Question 3 True / False
A line of symmetry divides a shape into two halves that, when folded along that line, land exactly on top of each other.
TTrue
FFalse
Answer: True
True — this is the definition of a line of symmetry. Every point on one side of the line has a mirror-image point at the exact same distance on the other side. The fold test is what makes this concrete: if any part of one half sticks out past the other, the fold line is not a true line of symmetry. Both halves must be exactly the same shape and size.
Question 4 True / False
A square and a rectangle generally have the same number of lines of symmetry.
TTrue
FFalse
Answer: False
False. A square has 4 lines of symmetry (2 through midpoints of opposite sides, plus 2 diagonals), while a rectangle that is not a square has only 2 (through midpoints of opposite sides). The diagonals of a rectangle fail the fold test because the unequal side lengths prevent the corners from aligning. Equal side lengths are what allow the diagonals to work as lines of symmetry in a square.
Question 5 Short Answer
Explain why the fold test is the most reliable way to check whether a proposed line is truly a line of symmetry.
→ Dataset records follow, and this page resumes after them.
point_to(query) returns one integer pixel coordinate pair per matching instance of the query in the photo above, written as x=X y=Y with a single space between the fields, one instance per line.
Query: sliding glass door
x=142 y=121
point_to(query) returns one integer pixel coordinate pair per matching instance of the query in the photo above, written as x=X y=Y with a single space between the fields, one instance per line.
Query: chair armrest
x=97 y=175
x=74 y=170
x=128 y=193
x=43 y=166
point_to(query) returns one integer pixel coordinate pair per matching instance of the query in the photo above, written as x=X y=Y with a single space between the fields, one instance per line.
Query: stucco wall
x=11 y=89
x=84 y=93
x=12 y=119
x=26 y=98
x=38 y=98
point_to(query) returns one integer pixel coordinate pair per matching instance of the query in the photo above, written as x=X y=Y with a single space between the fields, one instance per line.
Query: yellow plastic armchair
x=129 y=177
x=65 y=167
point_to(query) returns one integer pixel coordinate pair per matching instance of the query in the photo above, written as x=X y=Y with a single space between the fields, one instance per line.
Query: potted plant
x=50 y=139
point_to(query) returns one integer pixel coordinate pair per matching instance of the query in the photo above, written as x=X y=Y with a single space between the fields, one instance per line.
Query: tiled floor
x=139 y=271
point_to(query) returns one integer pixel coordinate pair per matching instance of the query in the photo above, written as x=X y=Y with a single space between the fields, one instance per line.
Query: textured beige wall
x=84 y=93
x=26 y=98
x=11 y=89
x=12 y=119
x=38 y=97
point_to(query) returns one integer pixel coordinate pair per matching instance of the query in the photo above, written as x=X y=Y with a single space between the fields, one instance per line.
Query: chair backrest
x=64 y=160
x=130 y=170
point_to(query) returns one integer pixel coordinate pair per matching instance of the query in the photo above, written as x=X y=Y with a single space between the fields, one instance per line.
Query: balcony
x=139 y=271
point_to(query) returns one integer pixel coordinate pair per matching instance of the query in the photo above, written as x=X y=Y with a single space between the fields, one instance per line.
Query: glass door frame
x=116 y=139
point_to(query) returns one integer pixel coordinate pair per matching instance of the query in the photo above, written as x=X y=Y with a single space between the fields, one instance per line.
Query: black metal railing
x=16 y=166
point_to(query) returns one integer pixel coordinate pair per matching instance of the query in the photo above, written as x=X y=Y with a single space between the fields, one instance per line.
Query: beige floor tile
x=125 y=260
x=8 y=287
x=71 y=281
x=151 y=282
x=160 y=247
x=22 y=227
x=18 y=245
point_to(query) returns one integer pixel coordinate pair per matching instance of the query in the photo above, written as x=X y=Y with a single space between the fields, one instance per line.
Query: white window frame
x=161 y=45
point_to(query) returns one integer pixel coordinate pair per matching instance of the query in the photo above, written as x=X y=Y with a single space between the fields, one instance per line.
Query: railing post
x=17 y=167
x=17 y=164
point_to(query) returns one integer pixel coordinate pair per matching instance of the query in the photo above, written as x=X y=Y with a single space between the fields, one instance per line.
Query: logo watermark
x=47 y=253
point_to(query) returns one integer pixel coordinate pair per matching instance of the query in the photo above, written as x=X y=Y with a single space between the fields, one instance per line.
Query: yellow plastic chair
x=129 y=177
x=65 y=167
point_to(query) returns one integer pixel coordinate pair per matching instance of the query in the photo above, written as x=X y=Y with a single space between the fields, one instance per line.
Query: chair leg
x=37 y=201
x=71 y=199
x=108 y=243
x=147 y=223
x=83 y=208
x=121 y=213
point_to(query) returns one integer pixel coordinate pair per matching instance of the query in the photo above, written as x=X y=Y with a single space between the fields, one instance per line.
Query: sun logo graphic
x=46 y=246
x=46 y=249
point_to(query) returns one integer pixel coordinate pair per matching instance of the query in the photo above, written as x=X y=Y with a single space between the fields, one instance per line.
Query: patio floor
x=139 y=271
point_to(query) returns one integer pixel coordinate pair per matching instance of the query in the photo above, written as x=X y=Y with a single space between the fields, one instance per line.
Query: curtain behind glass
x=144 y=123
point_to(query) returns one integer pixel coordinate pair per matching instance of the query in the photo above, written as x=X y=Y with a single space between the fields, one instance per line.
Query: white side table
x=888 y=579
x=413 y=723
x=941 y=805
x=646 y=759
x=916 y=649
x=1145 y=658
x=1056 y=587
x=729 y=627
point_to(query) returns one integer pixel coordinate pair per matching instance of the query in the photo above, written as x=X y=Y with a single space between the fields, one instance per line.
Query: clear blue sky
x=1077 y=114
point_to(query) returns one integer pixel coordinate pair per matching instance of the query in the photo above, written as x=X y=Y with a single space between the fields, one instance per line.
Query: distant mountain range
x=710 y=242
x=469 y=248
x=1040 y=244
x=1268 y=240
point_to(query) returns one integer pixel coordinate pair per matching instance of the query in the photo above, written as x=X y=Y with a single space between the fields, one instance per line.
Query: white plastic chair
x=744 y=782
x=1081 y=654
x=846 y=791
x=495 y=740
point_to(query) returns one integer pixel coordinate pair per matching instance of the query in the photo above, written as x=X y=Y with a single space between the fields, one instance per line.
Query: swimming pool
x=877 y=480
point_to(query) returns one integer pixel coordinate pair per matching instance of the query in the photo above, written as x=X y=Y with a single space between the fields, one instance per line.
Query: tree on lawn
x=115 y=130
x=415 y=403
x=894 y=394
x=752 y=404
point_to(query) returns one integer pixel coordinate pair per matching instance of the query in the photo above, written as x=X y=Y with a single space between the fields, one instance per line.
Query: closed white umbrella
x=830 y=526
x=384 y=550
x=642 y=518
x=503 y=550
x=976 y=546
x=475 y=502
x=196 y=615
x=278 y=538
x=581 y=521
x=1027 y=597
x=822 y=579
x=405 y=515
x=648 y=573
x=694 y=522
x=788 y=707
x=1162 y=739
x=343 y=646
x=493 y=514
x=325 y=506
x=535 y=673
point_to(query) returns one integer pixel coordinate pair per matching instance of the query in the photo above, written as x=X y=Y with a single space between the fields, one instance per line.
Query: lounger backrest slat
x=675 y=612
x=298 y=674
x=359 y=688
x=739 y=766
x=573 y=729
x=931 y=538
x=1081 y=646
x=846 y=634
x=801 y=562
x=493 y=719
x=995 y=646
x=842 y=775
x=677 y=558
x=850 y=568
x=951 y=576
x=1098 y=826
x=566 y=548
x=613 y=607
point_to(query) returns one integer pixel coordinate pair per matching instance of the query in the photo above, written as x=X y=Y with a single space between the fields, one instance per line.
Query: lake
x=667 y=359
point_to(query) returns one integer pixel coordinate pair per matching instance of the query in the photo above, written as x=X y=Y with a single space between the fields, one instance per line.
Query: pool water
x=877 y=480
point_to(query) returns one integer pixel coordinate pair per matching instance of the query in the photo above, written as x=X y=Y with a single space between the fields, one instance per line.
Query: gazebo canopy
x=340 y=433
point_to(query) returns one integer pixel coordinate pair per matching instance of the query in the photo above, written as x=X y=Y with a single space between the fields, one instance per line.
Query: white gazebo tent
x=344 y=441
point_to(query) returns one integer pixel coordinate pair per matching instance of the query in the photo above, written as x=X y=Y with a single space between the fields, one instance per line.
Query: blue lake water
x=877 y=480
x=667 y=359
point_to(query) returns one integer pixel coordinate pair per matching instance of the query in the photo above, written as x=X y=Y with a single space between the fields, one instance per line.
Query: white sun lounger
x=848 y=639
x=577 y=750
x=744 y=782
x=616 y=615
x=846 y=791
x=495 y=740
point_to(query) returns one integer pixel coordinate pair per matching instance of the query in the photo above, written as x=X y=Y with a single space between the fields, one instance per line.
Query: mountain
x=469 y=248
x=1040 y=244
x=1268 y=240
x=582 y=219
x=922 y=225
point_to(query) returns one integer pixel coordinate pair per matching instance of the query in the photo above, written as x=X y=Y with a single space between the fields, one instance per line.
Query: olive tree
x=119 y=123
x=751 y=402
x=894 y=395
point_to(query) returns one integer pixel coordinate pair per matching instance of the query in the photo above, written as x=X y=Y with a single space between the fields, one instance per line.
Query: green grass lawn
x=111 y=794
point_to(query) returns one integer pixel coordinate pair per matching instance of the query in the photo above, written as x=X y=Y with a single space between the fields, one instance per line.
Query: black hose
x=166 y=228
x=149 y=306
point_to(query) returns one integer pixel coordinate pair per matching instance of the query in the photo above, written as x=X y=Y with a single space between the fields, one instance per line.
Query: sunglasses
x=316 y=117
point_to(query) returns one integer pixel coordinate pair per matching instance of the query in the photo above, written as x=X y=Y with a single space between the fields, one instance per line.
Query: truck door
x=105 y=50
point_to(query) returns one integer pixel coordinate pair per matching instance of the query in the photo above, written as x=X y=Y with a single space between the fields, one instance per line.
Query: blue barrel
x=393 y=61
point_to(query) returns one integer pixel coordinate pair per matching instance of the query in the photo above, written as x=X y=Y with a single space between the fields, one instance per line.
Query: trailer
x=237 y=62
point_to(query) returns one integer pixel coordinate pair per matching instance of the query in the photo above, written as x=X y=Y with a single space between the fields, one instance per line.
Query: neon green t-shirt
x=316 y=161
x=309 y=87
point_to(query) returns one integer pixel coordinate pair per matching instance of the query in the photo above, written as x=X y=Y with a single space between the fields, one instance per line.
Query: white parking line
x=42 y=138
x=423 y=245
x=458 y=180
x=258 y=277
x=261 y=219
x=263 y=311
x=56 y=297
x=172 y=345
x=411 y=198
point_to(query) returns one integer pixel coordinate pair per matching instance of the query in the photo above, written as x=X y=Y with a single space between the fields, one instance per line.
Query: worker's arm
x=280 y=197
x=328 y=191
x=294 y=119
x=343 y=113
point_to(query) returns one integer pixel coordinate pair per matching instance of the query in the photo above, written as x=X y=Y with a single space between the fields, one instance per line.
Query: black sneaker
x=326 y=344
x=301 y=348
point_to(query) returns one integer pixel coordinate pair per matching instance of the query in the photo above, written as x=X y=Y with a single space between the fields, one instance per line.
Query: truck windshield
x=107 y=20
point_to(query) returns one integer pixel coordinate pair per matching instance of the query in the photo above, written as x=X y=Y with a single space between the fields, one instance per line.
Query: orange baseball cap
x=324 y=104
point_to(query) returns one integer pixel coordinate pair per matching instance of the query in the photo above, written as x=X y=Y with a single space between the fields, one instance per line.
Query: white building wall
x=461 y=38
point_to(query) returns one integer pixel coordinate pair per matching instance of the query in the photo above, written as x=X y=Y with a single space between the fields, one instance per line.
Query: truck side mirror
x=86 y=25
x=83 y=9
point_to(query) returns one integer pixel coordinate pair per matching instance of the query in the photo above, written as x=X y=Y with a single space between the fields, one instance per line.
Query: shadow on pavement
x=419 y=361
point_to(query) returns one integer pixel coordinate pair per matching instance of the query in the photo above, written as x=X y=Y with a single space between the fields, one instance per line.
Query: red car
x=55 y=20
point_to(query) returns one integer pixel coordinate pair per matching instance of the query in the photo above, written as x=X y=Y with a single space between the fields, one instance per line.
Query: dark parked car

Think about your answer, then reveal below.
Model answer: The fold test directly checks the definition: fold the shape along the proposed line and see if both halves align perfectly. If any edges, corners, or parts of one half extend beyond the other, the line is not a line of symmetry. It replaces guessing based on appearance with a physical test that reveals whether every point on one side truly mirrors the other side.
Visual inspection can be misleading — a line can look like it divides a shape evenly without actually being a line of symmetry. The fold test (or placing a mirror along the line) forces a precise check: does every part of half A land on the corresponding part of half B? This is especially important for diagonal lines on rectangles, which look plausible but fail the test. Relying on 'it looks balanced' leads to the common error of claiming rectangles have 4 lines of symmetry.